Emotion Processing in Young Children

Brief Description: This research study is designed to examine how children with autism and typically developing children process the emotional content of faces and voices. In the study, we will measure children's brain activity as they look at pictures of happy and fearful faces and listen to happy and fearful voices. They will also participate in several behavioral assessments designed to measure their developmental levels, as well as their social and language skills.
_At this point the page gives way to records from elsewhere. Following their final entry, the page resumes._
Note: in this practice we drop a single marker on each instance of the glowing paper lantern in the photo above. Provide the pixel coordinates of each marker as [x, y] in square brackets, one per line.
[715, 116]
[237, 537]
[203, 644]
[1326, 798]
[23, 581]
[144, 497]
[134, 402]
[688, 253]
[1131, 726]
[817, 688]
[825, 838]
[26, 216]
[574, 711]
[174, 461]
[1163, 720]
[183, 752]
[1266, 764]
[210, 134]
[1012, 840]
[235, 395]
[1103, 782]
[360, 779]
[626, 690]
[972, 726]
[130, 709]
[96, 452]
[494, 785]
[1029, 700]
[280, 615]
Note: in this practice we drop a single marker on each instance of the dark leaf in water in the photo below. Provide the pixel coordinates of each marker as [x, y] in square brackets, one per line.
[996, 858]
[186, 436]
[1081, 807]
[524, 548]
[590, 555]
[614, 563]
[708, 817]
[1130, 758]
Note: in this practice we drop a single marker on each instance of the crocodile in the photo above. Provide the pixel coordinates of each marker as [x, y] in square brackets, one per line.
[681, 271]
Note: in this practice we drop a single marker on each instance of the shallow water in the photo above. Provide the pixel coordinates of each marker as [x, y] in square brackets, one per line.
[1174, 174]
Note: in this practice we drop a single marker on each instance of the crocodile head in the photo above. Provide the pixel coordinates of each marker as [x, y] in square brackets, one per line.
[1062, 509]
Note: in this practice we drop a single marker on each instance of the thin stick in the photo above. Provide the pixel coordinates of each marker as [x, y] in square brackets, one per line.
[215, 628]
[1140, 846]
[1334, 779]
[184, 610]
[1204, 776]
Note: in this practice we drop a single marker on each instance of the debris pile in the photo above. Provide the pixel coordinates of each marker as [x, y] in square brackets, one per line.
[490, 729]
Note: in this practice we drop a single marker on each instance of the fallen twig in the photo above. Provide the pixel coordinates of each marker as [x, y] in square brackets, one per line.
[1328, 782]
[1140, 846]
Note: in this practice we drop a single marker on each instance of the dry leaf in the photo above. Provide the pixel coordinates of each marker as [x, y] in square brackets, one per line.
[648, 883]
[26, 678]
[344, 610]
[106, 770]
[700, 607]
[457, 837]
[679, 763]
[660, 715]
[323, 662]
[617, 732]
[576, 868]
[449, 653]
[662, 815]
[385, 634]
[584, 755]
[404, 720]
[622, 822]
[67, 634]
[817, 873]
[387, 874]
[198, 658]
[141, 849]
Eligibility for study participation:

  • Children: between 3 and 6 years of age typically developing (for a comparison population) or with a diagnosis of Autistic Disorder, Asperger's Syndrome, or PDD-NOS, who score in the normal or above normal range on cognitive and language tests and meet other inclusionary criteria.

Participation Details:

This study involves between 2 and 4 visits to the Lab. Each session will last about 1 ½ hours, and will be scheduled at a time that is convenient for you and your child, which can include evenings or weekends. Parents will be with their child at all times.

Research Contact:

Joe McCleery

Full Description

The ability to process emotional information in faces and voices is critical to everyday social interactions. Children with autism have difficulties understanding the emotions of others, and research has shown that they also have atypical brain responses to faces posed in emotional expressions, which may contribute to their difficulties in social interaction. In this study, we are interested in learning more about how children with autism process emotional information in faces and voices, and how they use that information to develop expectations about what information might come next.